Он поцеловал Дейдре, и время застыло, растянувшись в бесконечность.
ЭпилогБелтейн
Дейдре следила за приготовлениями к празднику, который устраивали сегодня вечером в большом зале. Беременность еще не мешала ей ходить. Стол для почетных гостей украшала скатерть, подаренная Элен дедом. Макэрка прислал ее в подарок Гилеаду, ибо, как он сказал, его внук нашел истинную любовь. Дейдре улыбнулась и прижала руку к животу, почувствовав, как шевельнулось ее дитя.

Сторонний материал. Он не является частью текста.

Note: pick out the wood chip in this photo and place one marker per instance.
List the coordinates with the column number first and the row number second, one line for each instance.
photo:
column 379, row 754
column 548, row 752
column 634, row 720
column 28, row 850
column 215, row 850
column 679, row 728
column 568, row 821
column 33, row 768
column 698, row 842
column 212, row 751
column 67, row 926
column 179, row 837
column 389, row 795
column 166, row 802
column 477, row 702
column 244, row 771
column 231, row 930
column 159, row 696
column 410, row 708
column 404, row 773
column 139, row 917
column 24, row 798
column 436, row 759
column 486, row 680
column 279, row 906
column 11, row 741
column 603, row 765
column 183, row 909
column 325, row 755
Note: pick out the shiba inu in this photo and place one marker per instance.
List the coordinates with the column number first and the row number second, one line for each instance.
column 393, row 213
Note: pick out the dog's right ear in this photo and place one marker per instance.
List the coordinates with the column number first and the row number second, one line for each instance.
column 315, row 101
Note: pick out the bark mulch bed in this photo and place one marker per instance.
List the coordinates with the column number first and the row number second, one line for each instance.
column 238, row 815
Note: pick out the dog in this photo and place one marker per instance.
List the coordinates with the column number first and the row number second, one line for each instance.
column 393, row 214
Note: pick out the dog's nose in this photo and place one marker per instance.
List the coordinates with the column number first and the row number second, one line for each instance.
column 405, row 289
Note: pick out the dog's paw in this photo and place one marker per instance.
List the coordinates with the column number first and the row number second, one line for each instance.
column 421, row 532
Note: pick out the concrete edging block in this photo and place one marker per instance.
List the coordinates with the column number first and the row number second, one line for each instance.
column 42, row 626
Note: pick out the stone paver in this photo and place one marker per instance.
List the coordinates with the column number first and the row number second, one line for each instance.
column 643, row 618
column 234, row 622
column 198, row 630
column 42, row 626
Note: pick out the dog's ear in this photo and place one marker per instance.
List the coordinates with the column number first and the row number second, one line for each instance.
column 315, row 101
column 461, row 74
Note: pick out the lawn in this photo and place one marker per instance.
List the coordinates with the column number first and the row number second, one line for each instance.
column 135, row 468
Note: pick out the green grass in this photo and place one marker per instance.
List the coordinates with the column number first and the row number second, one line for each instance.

– Миледи, – сказала запыхавшаяся Уна, которой хотелось быть в трех местах одновременно. – Какой-то друид стоит у ворот и просит, чтобы вы приняли его.
– Друид? – удивилась Дейдре.
После победы христианства их осталось совсем немного, и обычно они жили на Холи-Айленд, далеко на юге. Но сегодня все-таки Белтейн, и новость о празднике в замке наверняка распространилась по всем окрестностям.
– Проводи его в солар.
Дейдре оправила юбку, откинула с лица локоны и поспешно пошла на кухню – распорядиться, чтобы налили вина. Когда она открыла дверь в солар, друид стоял возле камина, спиной к ней. Его длинные седые, как снег, волосы ниспадали на белую рубаху, подпоясанную золотым шнуром – знак того, что он принадлежал к высшему ордену.
Друид повернулся Лицом к Дейдре, его золотистые глаза, казалось, пронизывали ее насквозь.
– Ты! – Дейдре чуть не уронила поднос.
Старик быстро подошел к ней и помог удержать кубки с вином.
– Я не хотел пугать тебя, дитя мое. Я пришел за книгой.
У Дейдре дрожали руки. Это он, тот самый маг, который украл камень из священного грота. Только тогда его одежды были синего цвета. Можно ли доверять ему?
– Почему ты думаешь, что книга у меня?
Он окинул ее орлиным взглядом.
– Я пришел забрать то, что принадлежит мне. Ведь камень был возвращен, не так ли?
– Откуда ты знаешь? – удивилась Дейдре.
– Такова уж моя работа – все знать, – слегка насмешливо ответил друид.
Его глаза завораживал и Дейдре, и она помимо своей воли открыла сундучок, где хранилась книга, и протянула ее магу. Тот любовно погладил кожаный переплет.
– Через восемьсот лет юноше по имени Томас Мэллори понадобится эта книга.
Дейдре взглянула на него с подозрением, по ее коже побежали мурашки.
– Откуда вы знаете? Вы колдун?
– Некоторые называют меня так. – Он пожал плечами.
– Значит, это все произойдет. – Несмотря на жар, пышущий от жаровни, Дейдре стало холодно. – Произойдет то, что написано в книге?
– О нет, дорогая! Это уже произошло. А Мэллори просто напишет об этом.
– В этой книге сплошная ложь. Нет никакого Артура, нет Камелота. А мужчины, которых я встречала на своем пути, вели себя совсем не благородно.